During his time on the school’s wrestling team, his teammates would repeatedly call him slurs, even in front of the coach and other faculty members. Some students even formed a Snapchat group in 2021 where they discussed what slurs to call him.
“The horrible reality was that many students at the school called [the male Black student] the [“N-word”] regularly and did so with casual ease passing in the hallway, in the lunchroom, on the bus, in the classroom, and at athletic events,” the complaint states.
The suit also outlines other heinous incidents he suffered on the team. During one of his matches, another wrestler compared him to George Floyd. At another wrestling meet, his teammates knelt on the floor, made a Black power sign with a fist to mimic former football player Colin Kaepernick, then changed hand signals and made a Nazi salute, which brought them “amusement,” the suit states.
In another incident that was also the “subject of amusement,” the Black student’s teammates tackled him to the ground while holding up a Nazi salute, and one of them “pretended to rape” him. The suit states this incident was recorded on someone’s cellphone.
The student’s mother spoke with the team’s wrestling coach, Kellen Bradley, multiple times to get him to address the harassment and assaults, but to no avail.

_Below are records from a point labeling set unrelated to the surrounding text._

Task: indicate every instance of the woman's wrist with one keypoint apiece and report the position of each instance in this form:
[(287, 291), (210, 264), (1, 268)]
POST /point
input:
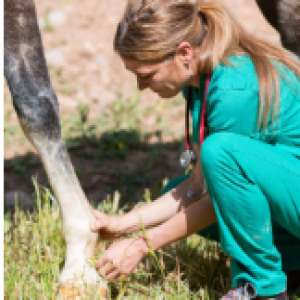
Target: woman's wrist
[(129, 223)]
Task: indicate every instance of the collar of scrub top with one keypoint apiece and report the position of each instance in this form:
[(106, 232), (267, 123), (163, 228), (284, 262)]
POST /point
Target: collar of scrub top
[(203, 125)]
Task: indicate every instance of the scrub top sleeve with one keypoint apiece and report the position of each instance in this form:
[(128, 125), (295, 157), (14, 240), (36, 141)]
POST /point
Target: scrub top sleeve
[(232, 110)]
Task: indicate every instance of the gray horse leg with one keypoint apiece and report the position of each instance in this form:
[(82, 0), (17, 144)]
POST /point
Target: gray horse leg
[(37, 109), (284, 16)]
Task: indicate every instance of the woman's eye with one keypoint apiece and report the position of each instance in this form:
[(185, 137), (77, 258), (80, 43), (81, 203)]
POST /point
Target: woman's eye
[(146, 77)]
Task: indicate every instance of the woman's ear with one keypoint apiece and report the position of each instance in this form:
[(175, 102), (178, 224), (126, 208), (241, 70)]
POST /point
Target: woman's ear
[(184, 53)]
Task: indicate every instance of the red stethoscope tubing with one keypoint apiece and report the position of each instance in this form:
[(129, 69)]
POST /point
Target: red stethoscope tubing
[(203, 124)]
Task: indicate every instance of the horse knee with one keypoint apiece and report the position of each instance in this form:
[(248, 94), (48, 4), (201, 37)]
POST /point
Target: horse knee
[(39, 115)]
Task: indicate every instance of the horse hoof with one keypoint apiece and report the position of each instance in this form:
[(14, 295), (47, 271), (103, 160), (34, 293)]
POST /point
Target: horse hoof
[(76, 291)]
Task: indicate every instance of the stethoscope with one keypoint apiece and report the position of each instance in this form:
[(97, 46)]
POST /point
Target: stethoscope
[(188, 158)]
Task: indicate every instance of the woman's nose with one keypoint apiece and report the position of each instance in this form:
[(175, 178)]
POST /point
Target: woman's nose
[(142, 85)]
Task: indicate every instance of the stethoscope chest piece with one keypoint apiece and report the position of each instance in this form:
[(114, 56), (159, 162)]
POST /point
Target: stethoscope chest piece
[(188, 159)]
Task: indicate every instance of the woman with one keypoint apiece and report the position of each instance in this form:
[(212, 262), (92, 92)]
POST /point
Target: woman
[(250, 160)]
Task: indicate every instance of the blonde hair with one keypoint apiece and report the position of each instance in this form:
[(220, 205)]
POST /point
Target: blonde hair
[(151, 31)]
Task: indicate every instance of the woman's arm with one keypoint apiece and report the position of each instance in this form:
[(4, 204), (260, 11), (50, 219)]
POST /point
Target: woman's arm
[(122, 257), (191, 219), (165, 207)]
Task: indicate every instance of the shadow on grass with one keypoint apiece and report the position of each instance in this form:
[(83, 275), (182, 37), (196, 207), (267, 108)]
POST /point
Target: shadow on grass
[(126, 161)]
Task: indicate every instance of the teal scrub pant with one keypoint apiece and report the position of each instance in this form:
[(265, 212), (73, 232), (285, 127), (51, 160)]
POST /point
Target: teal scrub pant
[(255, 190)]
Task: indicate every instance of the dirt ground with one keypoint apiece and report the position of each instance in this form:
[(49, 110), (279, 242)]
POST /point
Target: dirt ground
[(84, 68)]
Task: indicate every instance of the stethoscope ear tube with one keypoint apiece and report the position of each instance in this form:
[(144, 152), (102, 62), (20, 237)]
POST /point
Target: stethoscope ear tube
[(188, 158)]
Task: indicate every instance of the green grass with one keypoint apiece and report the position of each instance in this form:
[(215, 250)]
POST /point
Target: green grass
[(34, 254)]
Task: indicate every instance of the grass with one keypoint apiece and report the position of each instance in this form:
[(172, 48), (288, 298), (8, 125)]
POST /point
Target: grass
[(34, 250)]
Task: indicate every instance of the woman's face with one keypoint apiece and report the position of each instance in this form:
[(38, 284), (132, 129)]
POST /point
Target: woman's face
[(165, 78)]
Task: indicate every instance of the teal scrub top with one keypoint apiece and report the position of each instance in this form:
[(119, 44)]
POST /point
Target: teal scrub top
[(232, 104)]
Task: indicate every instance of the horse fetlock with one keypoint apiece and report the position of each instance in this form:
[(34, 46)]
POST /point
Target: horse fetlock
[(79, 277)]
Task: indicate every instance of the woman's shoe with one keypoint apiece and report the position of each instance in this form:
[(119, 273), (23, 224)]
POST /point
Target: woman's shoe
[(247, 291)]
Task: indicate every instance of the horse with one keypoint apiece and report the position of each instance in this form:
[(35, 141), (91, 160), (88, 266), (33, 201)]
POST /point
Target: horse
[(36, 106)]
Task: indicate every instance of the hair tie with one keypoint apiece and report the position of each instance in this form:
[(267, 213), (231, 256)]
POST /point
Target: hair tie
[(196, 7)]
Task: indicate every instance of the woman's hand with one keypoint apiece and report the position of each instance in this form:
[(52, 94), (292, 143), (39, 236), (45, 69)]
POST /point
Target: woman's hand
[(121, 258), (110, 227)]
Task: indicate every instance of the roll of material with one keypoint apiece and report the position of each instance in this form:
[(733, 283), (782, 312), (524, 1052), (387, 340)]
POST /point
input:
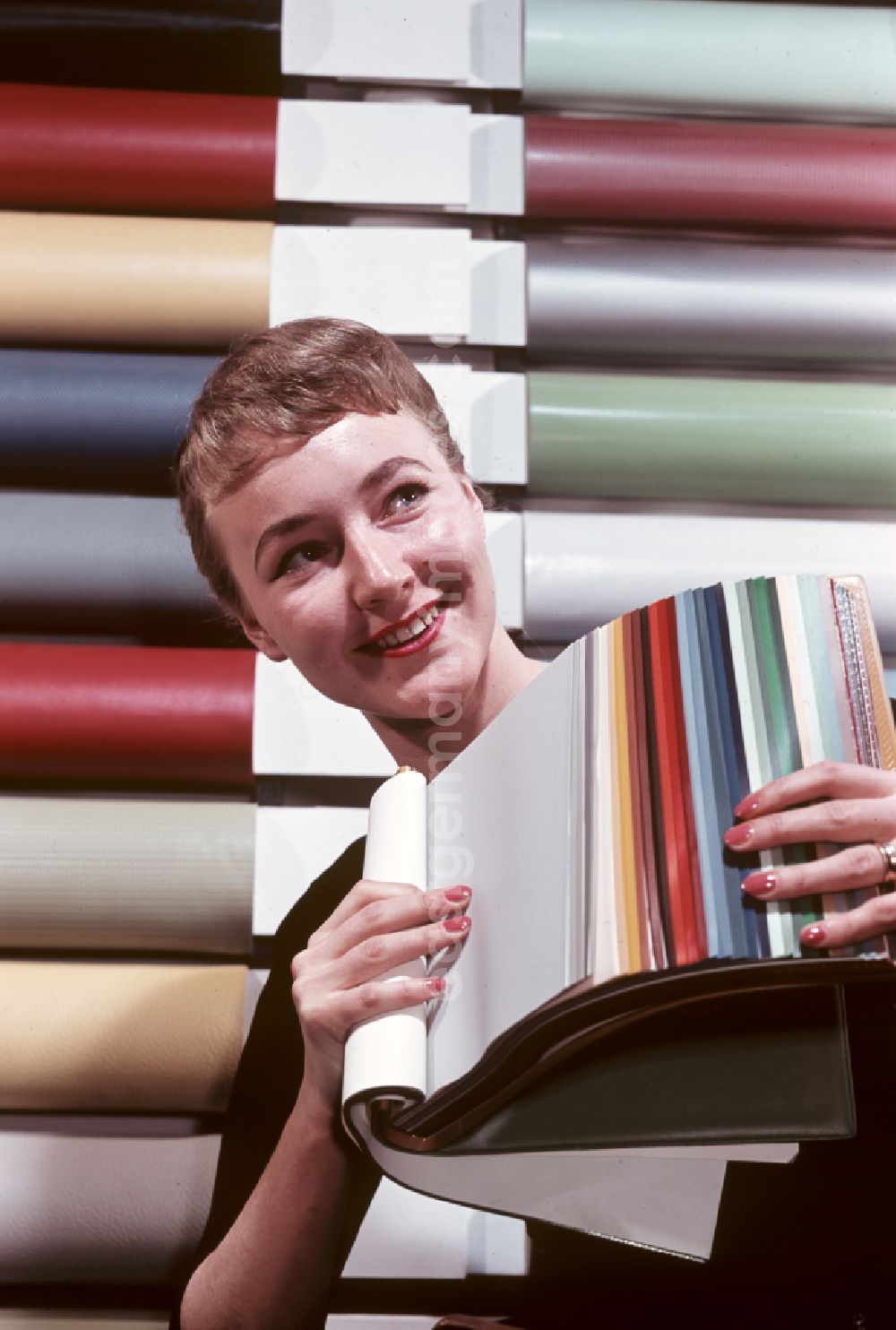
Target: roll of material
[(588, 568), (142, 714), (126, 876), (761, 59), (35, 1318), (711, 173), (134, 280), (654, 301), (95, 420), (117, 151), (118, 1038), (93, 563), (200, 46), (101, 1209), (731, 440)]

According to the complaint, Bradley only “generally” responded to her complaints and took no actionable steps to stop the harassment and penalize the bullies.
The malice and bigotry the Black students suffered caused them both great anxiety and mental distress, according to the suit. The Black female student sought to withdraw from the high school in 2020 but stayed after the COVID-19 crisis shifted classes online. She graduated in 2022.
The Black male student quit the wrestling team on Feb. 14, 2022, and withdrew from the school on Feb. 28, 2022, weeks after his mother filed an official HIB (Harassment, Intimidation, Bullying) complaint.
The district’s then-superintendent, Sarah Bilotti, later notified the student’s mother that six students were suspended after the district found they violated the school’s HIB rules. The parent then met with multiple administrators, requesting they institute a plan and a timeline to stop race-based bullying at the school, but the school’s then-principal, Jeanene Dutt, told her, “No,” the complaint states.
Dutt is now the superintendent of the North Warren Regional School District.
In response to the suit’s filing, she released a statement saying, “[O]ut of respect for the confidentiality rights of the students, we are not at liberty to comment in the press beyond stating that we respectfully disagree with the claims and look forward to defending against them in court.”
The suit named Dutt, Tina Richie, Sarah Bilotti, and Bradley as defendants. It alleges they knew the school was overrun with racist conduct that “exceeded all possible bounds of human decency” but took no action to deter it.
The plaintiffs are demanding unspecified damages after suffering severe emotional distress and physical and psychological injuries, the suit states.
The North Warren Regional School District is located in Blairstown, New Jersey, more than 50 miles west of Newark, and serves students in grades seven to 12. It served 879 students in the 2016-2017 school year.
The Herald reports that the Black female student was one of five Black students in her grade and one of 18 Black kids in the school when she was enrolled in the district in 2017. When the Black male student enrolled in 2018, he was one of only two Black kids in his grade and one of 19 in the school.